Viewers happening upon Into the Abyss with limited prior knowledge of the situation aren’t told, for instance, how often Palestinians were being killed by Israel before 7 October, or how many were being detained without legal process in Israeli detention centres. They are, however, shown scenes of celebration in Gaza on 7 October; and when Israeli bombs begin to fall on Gaza, the film includes footage of a stretcher-bearer shouting “Allahu Akbar!” as he carries a victim to hospital, moments after Hamas terrorists have been seen saying the same before massacring civilians.
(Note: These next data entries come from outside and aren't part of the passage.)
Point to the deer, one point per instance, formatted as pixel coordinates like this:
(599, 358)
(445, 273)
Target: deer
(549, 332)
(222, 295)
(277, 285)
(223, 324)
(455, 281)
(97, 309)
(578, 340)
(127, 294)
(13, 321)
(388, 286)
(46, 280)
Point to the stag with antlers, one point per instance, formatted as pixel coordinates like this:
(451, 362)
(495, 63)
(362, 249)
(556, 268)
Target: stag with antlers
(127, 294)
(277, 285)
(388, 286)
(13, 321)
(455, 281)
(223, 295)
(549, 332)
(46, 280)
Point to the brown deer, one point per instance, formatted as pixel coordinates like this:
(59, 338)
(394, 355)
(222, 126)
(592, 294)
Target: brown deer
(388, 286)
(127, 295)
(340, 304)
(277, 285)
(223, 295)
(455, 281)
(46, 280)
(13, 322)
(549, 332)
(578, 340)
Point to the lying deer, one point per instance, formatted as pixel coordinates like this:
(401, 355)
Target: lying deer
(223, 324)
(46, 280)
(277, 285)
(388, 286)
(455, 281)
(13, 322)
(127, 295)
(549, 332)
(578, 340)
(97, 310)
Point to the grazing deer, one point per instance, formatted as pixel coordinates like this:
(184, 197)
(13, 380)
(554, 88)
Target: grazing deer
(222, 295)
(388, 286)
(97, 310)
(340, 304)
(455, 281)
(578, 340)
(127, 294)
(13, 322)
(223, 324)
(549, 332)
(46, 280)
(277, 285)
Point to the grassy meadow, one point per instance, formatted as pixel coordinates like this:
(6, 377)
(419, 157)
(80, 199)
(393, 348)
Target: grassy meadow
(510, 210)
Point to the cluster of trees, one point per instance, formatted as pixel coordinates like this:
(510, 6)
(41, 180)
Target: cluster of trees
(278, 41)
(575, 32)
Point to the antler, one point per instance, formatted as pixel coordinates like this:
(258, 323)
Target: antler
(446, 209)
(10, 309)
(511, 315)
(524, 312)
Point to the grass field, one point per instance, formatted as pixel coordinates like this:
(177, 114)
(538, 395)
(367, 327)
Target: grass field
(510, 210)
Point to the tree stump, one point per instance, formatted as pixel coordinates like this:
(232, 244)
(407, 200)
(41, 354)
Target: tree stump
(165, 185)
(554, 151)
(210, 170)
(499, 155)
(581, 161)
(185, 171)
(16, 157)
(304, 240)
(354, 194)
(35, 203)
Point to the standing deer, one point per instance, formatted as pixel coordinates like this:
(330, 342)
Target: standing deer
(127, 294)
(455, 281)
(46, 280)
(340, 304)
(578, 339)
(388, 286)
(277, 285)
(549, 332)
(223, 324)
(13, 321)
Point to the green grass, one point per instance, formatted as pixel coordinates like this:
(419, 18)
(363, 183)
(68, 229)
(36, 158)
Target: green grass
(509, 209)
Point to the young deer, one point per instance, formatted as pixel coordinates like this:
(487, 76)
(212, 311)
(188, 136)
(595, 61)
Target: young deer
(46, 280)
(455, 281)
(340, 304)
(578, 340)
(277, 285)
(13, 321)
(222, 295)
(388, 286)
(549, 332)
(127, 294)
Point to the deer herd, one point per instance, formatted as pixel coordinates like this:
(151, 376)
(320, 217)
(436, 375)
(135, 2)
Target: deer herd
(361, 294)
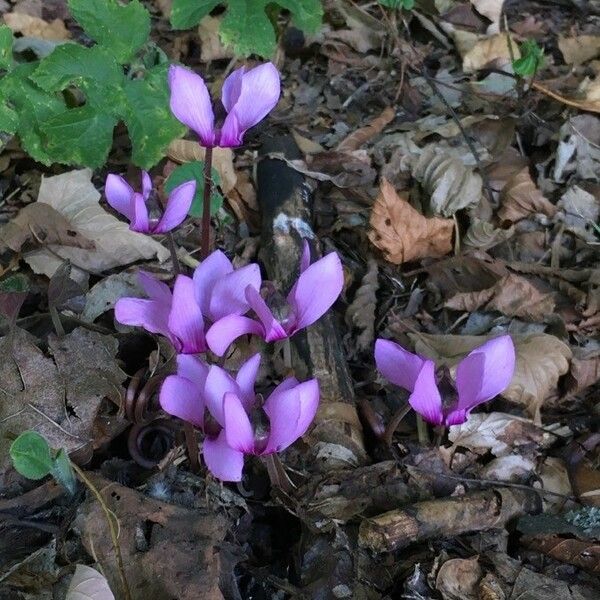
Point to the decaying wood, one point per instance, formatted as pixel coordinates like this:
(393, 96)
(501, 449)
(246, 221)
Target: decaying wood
(445, 517)
(285, 199)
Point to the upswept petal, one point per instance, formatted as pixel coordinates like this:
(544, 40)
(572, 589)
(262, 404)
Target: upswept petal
(211, 270)
(140, 221)
(273, 330)
(260, 91)
(246, 378)
(238, 429)
(290, 413)
(223, 462)
(182, 398)
(327, 276)
(178, 205)
(185, 318)
(191, 103)
(224, 331)
(425, 398)
(118, 194)
(397, 365)
(228, 292)
(485, 372)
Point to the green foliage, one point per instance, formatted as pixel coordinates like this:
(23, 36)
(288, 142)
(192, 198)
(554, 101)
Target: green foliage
(532, 58)
(195, 171)
(246, 25)
(33, 458)
(65, 107)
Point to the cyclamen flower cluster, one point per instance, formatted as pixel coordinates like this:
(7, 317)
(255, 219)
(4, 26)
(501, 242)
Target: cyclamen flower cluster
(207, 311)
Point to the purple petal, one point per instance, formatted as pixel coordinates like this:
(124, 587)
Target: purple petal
(140, 221)
(218, 383)
(260, 91)
(290, 413)
(273, 330)
(223, 462)
(238, 429)
(182, 398)
(146, 185)
(327, 276)
(228, 293)
(191, 104)
(226, 330)
(118, 194)
(483, 374)
(211, 270)
(425, 398)
(178, 205)
(397, 365)
(246, 378)
(185, 318)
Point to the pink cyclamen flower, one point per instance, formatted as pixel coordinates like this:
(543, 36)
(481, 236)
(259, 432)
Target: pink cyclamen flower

Difficult choices are everywhere in a programme like this but, even as it gives voice to the Gazan people and shows a good deal of the suffering imposed on them, the omissions in Into the Abyss tend to favour Israel. That Israel has “tightly restricted” supplies moving into Gaza isn’t an adequate description of how food, power and water have been used as weapons of war, although we do hear about Gazans becoming so hungry they fight over bags of flour. We are shown whole residential areas reduced to rubble, without quite seeing the extent of the destruction across Gaza. Appalling scenes of carnage are included – one heartbreaking moment shows a young woman at the location of a missile attack, saying: “I’m trying to find any part of my father for us to bury” – but there is nothing to match the hundreds of clips that people following the conflict online have seen every day.

Into the Abyss does, however, go further than almost any other western media portrayal of the devastation. Particularly harrowing are the footage and interviews covering the attack on the Indonesia hospital in November: the shot of a destroyed ward, with a child lying dead on the bed where they had been receiving treatment, is stark, and when it turns out that a doctor relaying his experiences of dealing with impossible casualty numbers was subsequently arrested and detained in a facility where he says Gazans were routinely abused, we have some idea of the layered injustices people there have suffered.

Does it amount to genocide? Viewers are given just enough material to arrive at their own conclusions. But at every turn, so much more could be said.

• Israel and Gaza: Into the Abyss aired on ITV1 and is on ITVX now.